Carlos Rocha afirmou que o texto do novo código eleitoral “ainda precisa evoluir muito” e tem “problemas graves”, como a falta do voto auditável e a segurança do processo. Ele defendeu que é necessário instalar um certificado digital em cada urna, além de tornar os atos eleitorais mais transparentes para o eleitor.
Rocha ressaltou que essas preocupações não são novidade e que a Corte Suprema da Alemanha e da Índia já consideraram equipamentos de votação como os usados no Brasil inconstitucionais. Ele também citou que nos Estados Unidos, diversos estados estão abandonando a votação eletrônica pura.

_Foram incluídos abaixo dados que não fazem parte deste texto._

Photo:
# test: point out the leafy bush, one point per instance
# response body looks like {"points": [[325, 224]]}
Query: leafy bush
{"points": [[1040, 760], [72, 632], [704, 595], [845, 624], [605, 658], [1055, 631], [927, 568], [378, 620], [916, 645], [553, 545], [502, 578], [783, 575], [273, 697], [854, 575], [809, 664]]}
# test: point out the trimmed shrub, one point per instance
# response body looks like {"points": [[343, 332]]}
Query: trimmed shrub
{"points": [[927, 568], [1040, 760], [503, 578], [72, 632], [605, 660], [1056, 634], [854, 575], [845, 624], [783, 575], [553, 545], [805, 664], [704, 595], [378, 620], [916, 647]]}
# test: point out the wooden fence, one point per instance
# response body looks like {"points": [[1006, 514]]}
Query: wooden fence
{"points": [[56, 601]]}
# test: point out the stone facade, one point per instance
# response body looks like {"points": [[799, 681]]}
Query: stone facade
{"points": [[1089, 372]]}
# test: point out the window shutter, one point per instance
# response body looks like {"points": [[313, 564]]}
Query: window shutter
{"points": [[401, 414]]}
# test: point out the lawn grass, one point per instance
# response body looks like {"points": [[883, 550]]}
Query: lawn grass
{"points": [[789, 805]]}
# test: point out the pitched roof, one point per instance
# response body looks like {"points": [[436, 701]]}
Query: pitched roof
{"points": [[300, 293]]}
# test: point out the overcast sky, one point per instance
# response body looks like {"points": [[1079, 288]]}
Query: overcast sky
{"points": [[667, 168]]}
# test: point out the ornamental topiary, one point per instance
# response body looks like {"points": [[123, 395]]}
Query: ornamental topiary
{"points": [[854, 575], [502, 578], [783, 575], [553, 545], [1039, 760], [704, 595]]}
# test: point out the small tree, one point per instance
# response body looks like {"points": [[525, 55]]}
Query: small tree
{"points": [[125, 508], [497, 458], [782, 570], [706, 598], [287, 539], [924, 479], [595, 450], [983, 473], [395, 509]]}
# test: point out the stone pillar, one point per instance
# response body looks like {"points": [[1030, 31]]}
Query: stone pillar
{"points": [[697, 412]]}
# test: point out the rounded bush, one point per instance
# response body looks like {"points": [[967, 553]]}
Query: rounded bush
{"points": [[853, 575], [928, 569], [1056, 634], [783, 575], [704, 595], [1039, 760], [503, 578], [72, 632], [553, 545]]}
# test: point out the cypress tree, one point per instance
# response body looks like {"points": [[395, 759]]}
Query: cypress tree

O procurador Felipe Gimenez defendeu que a sociedade brasileira deveria estar em uma “campanha diretas já” desde 1996, pois acredita que o voto eletrônico é indireto.
Ele argumentou que a cláusula pétrea do voto direto implica que o eleitor tenha o “domínio direto do voto”, o que só é possível se o voto tiver “concretude [versão física]”. Gimenez destacou que democracias com alta tecnologia já adotaram sistemas que garantem essa transparência e auditoria.
O projeto, relatado pelo senador Marcelo Castro (MDB-PI), reduz a quarentena de agentes públicos que desejam se candidatar de quatro para um ano.
Também abranda a punição para fake news, que passa a prever detenção de dois meses a um ano, com multa, retirando a possibilidade de aumento de pena para ataques ao sistema de votação.
Para ser válido em 2026, o o novo código eleitoral precisa ser aprovado pelas duas Casas e sancionado até outubro deste ano.